Preface
There is no shortage of data being produced by humanity, in myriad formats, shapes, and ever-growing quantities. As it grows, so do the opportunities for leveraging data to benefit our world: improving decision making for governments, companies, and public organizations; supporting scientific research and technological advancements; and enabling the development of consumer products and important public services. To realize these opportunities, we are faced with an imperative: if we want to perform effective data analysis and develop products and services infused with machine learning, we must be able to manage, understand, and effectively work with the data that makes it possible.
Whether you are a data analyst, data scientist, research scientist, data engineer, software engineer, or data hobbyist, you are likely to face many of the same challenges when it comes to working with data. Analytical data workflows and applications require that data be loaded, cleaned, transformed, organized, exported, and crunched into summarized forms. A running joke amongst data practitioners is that they spend more time preparing and wrangling their data, as well as fighting with the tools that support their work than they do on the value-producing activities that are likely to be in their job descriptions. As data grows in volume and variety, these activities become both more difficult and more pressing to solve.

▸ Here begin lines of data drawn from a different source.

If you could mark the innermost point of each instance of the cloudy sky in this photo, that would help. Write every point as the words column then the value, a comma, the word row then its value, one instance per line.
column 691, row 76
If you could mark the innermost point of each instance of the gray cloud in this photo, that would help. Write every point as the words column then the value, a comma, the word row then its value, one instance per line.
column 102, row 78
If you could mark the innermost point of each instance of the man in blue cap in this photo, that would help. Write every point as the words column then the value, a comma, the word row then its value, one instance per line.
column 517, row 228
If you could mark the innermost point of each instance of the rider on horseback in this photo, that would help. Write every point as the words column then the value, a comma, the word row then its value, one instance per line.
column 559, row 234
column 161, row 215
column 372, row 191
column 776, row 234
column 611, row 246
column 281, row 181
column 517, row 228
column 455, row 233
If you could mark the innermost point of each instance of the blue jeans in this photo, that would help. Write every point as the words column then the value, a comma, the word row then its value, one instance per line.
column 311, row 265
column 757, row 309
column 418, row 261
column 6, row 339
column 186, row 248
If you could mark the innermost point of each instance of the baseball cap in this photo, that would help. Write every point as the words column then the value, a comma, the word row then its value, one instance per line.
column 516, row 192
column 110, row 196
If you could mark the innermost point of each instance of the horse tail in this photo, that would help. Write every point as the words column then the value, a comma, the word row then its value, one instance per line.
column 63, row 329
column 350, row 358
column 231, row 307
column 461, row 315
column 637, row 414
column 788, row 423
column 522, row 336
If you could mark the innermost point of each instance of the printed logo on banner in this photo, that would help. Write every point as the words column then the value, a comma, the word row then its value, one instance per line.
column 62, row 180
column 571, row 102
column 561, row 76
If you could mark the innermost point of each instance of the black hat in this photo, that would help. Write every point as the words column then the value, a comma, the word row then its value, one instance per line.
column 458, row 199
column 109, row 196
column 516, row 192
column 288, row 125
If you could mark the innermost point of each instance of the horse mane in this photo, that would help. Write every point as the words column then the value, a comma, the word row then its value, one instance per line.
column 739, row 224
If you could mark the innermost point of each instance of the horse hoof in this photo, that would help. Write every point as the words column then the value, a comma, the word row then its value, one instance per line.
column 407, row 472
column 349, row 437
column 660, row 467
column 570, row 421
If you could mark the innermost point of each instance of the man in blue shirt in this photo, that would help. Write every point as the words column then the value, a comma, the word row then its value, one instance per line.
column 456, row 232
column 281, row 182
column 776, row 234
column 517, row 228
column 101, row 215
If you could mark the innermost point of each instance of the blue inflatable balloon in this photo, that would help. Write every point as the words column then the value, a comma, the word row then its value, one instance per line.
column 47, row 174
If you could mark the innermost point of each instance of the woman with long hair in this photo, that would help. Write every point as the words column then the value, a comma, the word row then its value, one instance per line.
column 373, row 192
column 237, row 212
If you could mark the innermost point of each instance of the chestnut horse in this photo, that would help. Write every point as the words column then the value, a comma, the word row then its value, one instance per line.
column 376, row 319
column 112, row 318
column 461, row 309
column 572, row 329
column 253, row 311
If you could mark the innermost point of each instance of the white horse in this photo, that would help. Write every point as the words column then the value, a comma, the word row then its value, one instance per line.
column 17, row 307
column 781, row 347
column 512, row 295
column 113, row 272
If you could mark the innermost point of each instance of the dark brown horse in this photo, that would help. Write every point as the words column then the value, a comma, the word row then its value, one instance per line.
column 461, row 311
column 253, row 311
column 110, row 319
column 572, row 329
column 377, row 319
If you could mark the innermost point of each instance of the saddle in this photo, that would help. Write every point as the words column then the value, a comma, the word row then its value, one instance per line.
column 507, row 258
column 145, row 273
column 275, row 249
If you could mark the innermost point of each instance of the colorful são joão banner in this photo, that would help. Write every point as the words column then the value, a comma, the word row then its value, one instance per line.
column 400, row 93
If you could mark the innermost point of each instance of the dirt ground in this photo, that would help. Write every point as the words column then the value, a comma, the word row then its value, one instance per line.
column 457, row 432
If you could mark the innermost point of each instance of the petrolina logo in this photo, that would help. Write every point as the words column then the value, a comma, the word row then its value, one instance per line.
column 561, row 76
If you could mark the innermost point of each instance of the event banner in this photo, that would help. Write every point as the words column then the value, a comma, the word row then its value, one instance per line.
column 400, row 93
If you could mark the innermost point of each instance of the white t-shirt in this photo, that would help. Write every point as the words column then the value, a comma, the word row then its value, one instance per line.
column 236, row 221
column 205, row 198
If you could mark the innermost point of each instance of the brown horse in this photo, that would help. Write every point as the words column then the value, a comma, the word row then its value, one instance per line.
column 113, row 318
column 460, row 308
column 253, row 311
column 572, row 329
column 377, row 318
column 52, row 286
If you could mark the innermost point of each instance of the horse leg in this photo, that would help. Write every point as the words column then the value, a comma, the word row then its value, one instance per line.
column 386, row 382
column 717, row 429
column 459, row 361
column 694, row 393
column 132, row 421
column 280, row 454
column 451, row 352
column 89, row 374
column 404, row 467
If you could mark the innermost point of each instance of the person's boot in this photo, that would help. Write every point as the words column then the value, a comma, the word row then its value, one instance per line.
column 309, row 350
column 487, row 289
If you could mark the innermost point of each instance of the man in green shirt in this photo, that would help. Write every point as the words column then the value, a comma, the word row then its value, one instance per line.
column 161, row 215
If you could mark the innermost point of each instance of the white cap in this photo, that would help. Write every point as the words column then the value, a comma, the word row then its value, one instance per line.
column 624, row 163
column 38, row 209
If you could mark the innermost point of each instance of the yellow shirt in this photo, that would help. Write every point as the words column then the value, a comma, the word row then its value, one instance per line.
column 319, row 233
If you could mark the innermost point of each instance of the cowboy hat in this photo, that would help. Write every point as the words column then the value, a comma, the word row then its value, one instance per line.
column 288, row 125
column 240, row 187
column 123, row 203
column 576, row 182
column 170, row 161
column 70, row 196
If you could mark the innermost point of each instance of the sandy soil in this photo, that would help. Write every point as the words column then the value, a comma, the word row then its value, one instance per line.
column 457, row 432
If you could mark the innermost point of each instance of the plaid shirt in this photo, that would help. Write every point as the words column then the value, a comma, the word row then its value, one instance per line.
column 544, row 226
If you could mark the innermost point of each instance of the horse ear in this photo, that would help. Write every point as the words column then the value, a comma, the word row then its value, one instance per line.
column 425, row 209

DuckDB is an analytical database that handles many of these challenges with ease. It enables data practitioners to streamline and improve the effectiveness of activities across the entire life cycle of data analysis and the development of analytical data infrastructure. It is simple to install and use on virtually any machine, running entirely in-process—without the overheads of connecting to and maintaining a dedicated server. At the same time, it offers blazing-fast performance for analytical operations, as well as powerful data management capabilities — features that are normally associated with distributed data processing engines and dedicated SQL database management systems. DuckDB’s rich feature set makes it an incredibly versatile tool, being well suited to a range of different use cases, such as performing interactive data analysis and ad hoc data wrangling, efficiently querying data lakes, developing lean pipelines for transforming data, functioning as an operational data warehouse, and forming a low-latency query engine for powering responsive data apps. This versatility can also be a bit overwhelming at first, as it’s hard to compare DuckDB with any one existing tool that you might be familiar with.
In this book, we’ll dive into many of DuckDB’s powerful and flexible capabilities. We’ll give you a clear framework for how to think about what kind of a data tool DuckDB is and the types of applications it excels at. Through a range of hands-on examples, you’ll learn how to make the most of this exciting tool and discover the many ways that you can incorporate it into your own analytical workflows and projects.